= Pretty Saro =

English folk ballad

"Pretty Saro" (Roud 417) is an English folk ballad originating in the early 1700s. The song died out in England by the mid eighteenth century but was rediscovered in North America (particularly in the Appalachian Mountains) in the early twentieth century, where it had been preserved through oral traditions. Cecil Sharp and later folklorists and proponents of the folk revival helped keep songs such as "Pretty Saro" alive well into modern times.

== Traditional Versions ==
The famous Appalachian musician Jean Ritchie was recorded with her sisters in 1946 by Mary Elizabeth Barnacle singing her family's traditional version on the song, before recording it on the album Jean Ritchie And Doc Watson At Folk City (1963).

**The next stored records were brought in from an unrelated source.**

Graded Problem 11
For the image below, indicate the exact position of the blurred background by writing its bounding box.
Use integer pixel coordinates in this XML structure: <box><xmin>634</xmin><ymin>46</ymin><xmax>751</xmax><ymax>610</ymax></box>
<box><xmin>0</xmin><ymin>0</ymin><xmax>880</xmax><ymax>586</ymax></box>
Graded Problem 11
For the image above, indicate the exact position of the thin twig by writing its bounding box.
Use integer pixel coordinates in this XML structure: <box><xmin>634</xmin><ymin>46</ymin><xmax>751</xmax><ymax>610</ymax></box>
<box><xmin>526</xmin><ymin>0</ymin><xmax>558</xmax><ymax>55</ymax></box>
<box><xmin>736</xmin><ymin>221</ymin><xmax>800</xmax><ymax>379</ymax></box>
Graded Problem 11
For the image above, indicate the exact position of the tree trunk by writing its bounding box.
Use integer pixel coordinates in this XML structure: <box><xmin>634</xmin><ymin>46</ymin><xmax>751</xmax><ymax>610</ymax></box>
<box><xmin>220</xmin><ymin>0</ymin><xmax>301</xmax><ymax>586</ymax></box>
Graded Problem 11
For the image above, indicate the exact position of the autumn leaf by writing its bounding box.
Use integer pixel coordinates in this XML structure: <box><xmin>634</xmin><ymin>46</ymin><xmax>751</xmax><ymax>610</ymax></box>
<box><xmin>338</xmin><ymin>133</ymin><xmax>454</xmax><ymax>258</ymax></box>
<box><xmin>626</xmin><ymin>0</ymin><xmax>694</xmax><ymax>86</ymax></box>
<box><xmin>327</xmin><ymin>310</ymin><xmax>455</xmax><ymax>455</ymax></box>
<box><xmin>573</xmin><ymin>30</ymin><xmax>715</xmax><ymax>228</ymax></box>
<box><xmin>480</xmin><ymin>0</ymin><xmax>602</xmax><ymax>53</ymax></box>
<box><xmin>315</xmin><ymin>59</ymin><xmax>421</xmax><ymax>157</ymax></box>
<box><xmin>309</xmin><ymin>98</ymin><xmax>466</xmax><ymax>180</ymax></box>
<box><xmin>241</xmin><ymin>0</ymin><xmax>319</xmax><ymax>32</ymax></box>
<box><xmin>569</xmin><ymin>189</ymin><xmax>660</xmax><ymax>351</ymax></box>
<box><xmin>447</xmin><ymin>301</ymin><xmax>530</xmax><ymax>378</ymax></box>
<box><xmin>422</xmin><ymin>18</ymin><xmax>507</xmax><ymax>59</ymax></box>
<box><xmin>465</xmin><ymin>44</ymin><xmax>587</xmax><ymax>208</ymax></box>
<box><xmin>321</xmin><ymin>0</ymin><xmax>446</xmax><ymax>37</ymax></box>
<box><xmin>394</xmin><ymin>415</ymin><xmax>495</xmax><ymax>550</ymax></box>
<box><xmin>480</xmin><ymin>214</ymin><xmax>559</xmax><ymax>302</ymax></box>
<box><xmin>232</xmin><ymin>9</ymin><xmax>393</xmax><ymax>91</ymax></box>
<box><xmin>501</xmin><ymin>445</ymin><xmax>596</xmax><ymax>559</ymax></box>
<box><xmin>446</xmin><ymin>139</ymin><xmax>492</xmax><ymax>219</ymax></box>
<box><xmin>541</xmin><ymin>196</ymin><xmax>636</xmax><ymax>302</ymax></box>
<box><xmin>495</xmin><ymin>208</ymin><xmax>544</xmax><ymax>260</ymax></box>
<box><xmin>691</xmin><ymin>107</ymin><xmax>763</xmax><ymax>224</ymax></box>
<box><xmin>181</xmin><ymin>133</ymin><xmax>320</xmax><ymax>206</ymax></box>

The Appalachian traditional singer Horton Barker also recorded a traditional version on his eponymous 1962 album. Several other traditional Appalachian versions were recorded, particularly by Alan Lomax. A few traditional Ozark recordings were also made (many of which can be heard online), and one in Toronto, Canada.

==Popular Recordings==

Notable artists who have recorded Pretty Saro include:

| Artist | Album |
|---|---|
| Derroll Adams | 65th Birthday Concert |
| Sam Amidon | All is Well |
| Judy Collins | A Maid of Constant Sorrow |
| Shirley Collins and Davy Graham | Folk Roots, New Routes |
| Iris Dement | Songcatcher |
| Bob Dylan | The Bootleg Series Vol. 10 – Another Self Portrait (1969–1971) |
| Chris Jones | Cloud of Dust |
| Bruce Molsky and Big Hoedown | Bruce Molsky and Big Hoedown |
| Ashley Monroe featuring Aubrey Haynie | Divided & United: The Songs of the Civil War |
| Jay Munly | Galvanized Yankee^{[citation needed]} |
| Pete Seeger | God Bless the Grass |
| Doc Watson | Home Again! |
| The Dixie Bee-Liners | Through My Screen Door |
| John Doyle | Evening Comes Early |
| Bert Jansch | A Rare Conundrum |
| Rhiannon Giddens | Music from The American Epic Sessions: Original Motion Picture Soundtrack |
| Bluecoats Drum and Bugle Corps | Session 44 |
| Martin Simpson | Live (1996) |
| The Westerlies | The Westerlies |
| Stephen Wake | The Mystical Land (2020) |
| Rocketship | Rarities |
| American Patchwork Quartet | American Patchwork Quartet (2024) |
| Sam Shackleton | Scottish Cowboy Ballads & Early American Folk Songs (2025) |

During his Self Portrait sessions in March 1970 at Columbia Records' New York studio, Bob Dylan ran through "Pretty Saro" six consecutive times. While none of those versions made the final cut for the album, the song remained in Columbia's vault, until it was released on Another Self Portrait, a 35-track box set of songs cut for Nashville Skyline, Self Portrait and New Morning.